Two datasets have examined PAC during movement initiation in non-invasive EEG recordings [13,17]. In the study executed by Gong et al. [13], the role of PAC in repetitive movements was investigated, with the goal of determining whether PAC behaves differently depending on the type and velocity of the movement performed. Differences were observed in fast tapping, slow tapping, and the pressing task. PAC was observed to be increased in the pressing task in PD patients compared to controls, while no changes were observed in tapping tasks, suggesting PAC cannot be deemed sufficient for the sum of motor impairment in PD. The correlation of PAC to beta power was present but inconsistent. Interestingly, a movement initiation mechanism of PAC was observed [13]. This mechanism of neural discharge resembled the preparatory neural activity mechanism of motor control [57] according to the dynamic systems theory of motor control [58] and can be described as a decrease, peak, and rebound in PAC strength [13]. This theory centers around the notion that systems generate the firing pattern of activity, which then produces movement driven by initiating forces that move the body in a way that achieves the desired goals [58]. This mechanism is apparent around movement onset and reflects preparatory mechanisms around motor transitions; however, it is not movement-type specific [13]. This was less apparent in PD patients than in healthy controls, as the decrease and rebound of PAC were significantly smaller [13]. Further research into the role of PAC during movement is needed to fully explain the mechanism and role of PAC in movement preparation and initiation.

3. Discussion

In PD, the degeneration of neurons in substantia nigra results in the loss of nigrostriatal dopaminergic projections.
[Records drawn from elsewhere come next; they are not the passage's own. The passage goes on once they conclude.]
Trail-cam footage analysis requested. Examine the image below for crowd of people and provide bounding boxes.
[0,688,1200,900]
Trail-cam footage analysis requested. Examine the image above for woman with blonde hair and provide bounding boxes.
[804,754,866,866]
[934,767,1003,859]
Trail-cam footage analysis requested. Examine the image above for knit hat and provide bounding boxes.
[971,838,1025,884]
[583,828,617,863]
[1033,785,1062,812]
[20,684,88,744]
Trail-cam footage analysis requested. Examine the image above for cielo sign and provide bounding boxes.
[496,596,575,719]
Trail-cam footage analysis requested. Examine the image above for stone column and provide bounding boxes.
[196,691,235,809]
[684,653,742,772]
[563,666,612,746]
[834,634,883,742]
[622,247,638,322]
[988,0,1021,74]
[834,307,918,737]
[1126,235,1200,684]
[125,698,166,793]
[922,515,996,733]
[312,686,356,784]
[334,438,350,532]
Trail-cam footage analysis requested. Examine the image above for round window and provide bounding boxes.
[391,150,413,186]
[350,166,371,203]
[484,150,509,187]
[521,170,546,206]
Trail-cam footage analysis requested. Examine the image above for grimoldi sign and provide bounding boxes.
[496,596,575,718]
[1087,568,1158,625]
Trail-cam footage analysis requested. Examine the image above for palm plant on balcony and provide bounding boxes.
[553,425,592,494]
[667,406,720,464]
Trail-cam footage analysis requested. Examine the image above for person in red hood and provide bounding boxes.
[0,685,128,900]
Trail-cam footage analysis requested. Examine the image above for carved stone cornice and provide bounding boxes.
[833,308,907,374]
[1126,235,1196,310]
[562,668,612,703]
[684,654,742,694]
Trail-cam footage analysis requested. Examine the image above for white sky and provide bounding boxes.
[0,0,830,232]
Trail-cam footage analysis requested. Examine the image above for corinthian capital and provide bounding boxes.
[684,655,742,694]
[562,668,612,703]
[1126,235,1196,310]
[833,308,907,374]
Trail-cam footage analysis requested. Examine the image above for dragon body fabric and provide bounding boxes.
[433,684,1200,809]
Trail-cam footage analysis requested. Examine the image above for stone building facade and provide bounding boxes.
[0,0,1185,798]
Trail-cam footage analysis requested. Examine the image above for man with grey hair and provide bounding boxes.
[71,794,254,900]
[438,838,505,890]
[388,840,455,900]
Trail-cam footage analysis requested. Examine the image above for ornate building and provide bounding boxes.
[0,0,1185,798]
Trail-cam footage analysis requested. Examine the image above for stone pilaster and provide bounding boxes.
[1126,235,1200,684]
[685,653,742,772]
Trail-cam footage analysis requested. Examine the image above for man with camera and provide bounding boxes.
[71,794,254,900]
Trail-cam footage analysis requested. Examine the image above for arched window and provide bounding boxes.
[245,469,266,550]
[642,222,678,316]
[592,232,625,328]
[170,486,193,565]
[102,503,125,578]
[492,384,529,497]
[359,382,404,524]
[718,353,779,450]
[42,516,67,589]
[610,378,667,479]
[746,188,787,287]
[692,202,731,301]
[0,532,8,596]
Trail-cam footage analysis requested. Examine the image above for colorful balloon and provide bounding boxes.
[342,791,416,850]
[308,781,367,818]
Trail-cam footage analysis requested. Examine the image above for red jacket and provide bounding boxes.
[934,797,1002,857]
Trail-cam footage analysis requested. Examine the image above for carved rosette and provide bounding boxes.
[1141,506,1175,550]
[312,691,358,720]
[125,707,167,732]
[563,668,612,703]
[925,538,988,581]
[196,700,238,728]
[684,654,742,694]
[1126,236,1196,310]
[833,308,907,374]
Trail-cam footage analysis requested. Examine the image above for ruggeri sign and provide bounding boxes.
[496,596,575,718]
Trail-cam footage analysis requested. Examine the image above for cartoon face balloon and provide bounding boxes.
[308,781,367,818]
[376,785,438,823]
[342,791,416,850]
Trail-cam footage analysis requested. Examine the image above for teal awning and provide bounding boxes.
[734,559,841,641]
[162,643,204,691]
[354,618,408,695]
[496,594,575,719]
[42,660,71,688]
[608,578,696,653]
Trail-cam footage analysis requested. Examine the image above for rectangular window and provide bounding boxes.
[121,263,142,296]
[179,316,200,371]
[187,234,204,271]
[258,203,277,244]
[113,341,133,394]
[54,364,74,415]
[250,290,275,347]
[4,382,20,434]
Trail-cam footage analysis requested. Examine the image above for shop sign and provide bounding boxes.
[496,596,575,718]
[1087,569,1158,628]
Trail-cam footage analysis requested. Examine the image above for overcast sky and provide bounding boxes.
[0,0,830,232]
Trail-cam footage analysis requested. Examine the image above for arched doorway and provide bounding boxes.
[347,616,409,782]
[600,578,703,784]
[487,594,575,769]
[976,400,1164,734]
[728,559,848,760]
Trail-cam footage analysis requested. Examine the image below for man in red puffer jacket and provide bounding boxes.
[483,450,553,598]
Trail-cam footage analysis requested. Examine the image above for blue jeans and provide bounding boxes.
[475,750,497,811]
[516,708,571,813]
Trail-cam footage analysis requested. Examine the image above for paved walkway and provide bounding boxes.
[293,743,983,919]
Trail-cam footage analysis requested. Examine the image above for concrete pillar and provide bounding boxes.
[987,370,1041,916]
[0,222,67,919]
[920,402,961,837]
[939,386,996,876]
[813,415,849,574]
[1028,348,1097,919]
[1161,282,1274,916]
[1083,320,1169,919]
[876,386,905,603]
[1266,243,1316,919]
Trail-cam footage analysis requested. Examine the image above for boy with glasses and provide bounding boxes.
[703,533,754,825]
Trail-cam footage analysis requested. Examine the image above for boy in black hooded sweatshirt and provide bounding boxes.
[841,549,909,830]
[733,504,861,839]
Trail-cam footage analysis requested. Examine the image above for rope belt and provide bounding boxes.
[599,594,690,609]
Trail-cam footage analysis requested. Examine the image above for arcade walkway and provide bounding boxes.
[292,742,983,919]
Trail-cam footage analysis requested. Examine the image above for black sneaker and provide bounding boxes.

Dopamine has an integral function in regulating the operation of the striatum and the depletion of this neurotransmitter in the basal ganglia region causes severe disruptions in the BG network (cortico-basal ganglia-thalamo-cortical loop, (CBGTC)) [59]. The loss of dopaminergic inputs to the striatum leads to hypoactivity of pro-kinetic direct pathway striatal projection neurons (bearing excitatory D1 receptors) and hyperactivity of anti-kinetic indirect pathway striatal projection neurons (bearing inhibitory D2 receptors), which is thought to explain the bradykinesia and rigidity symptoms commonly observed in PD [1].
Beta oscillations are thought to be generated in the basal ganglia and there are many models that attempt to explain the intricate changes by which neuronal degeneration in PD leads to an increase in beta synchrony [60]. A more recent animal-based model attributes the increase in synchronization to an increased interaction between two separate oscillators in the BG. These oscillators are the globus pallidus externa, subthalamic nucleus loop (GPe-STN, the STN loop), and the loop of fast-spiking neurons, globus pallidus externa, and inhibitory dopaminergic neurons (FSN-GPe-D2, the STR loop). Through dopamine depletion, the interplay of these loops mediated by GPe is pathologically increased, resulting in two separate oscillators synchronizing into one oscillator, causing the increase in beta band synchronization [60]. This increase in beta band activity has been shown to correlate with motor symptom severity and increase with disease progression [42]. However, beta activity in PD patients can resemble that of healthy subjects, but only in the presence of dopaminergic therapy [61], and has been shown to respond to therapy in a dose-dependent manner [16,17]. Phase amplitude coupling between beta and gamma observed in PD is thought to reflect the increase in neural entrainment in BG caused by the degenerative processes [16,50]. Furthermore, PAC has been shown to attenuate during DBS stimulation of the STN, supporting the notion of its modulation by the functioning of the BG [18,60]. Its responsiveness to dopaminergic modulation [16], as well as its correlation with improvements in rigidity [1], suggest a partial modulation by dopamine. This change was correlated with clinical motor symptom alleviation, further indicating that pathological PAC has a role in producing motor pathology in PD, although it cannot account for the sum of motor deficits in patients [17,18]. This shows that PAC is able to differentiate PD patients and healthy controls, as well as indicate medication states and could, therefore, be used to aid in treatment modulation if the sensitivity of the biomarker is improved. PAC characteristics in resting state over time are not well known and suitable parameters that would provide a representative dataset have not been proposed [50].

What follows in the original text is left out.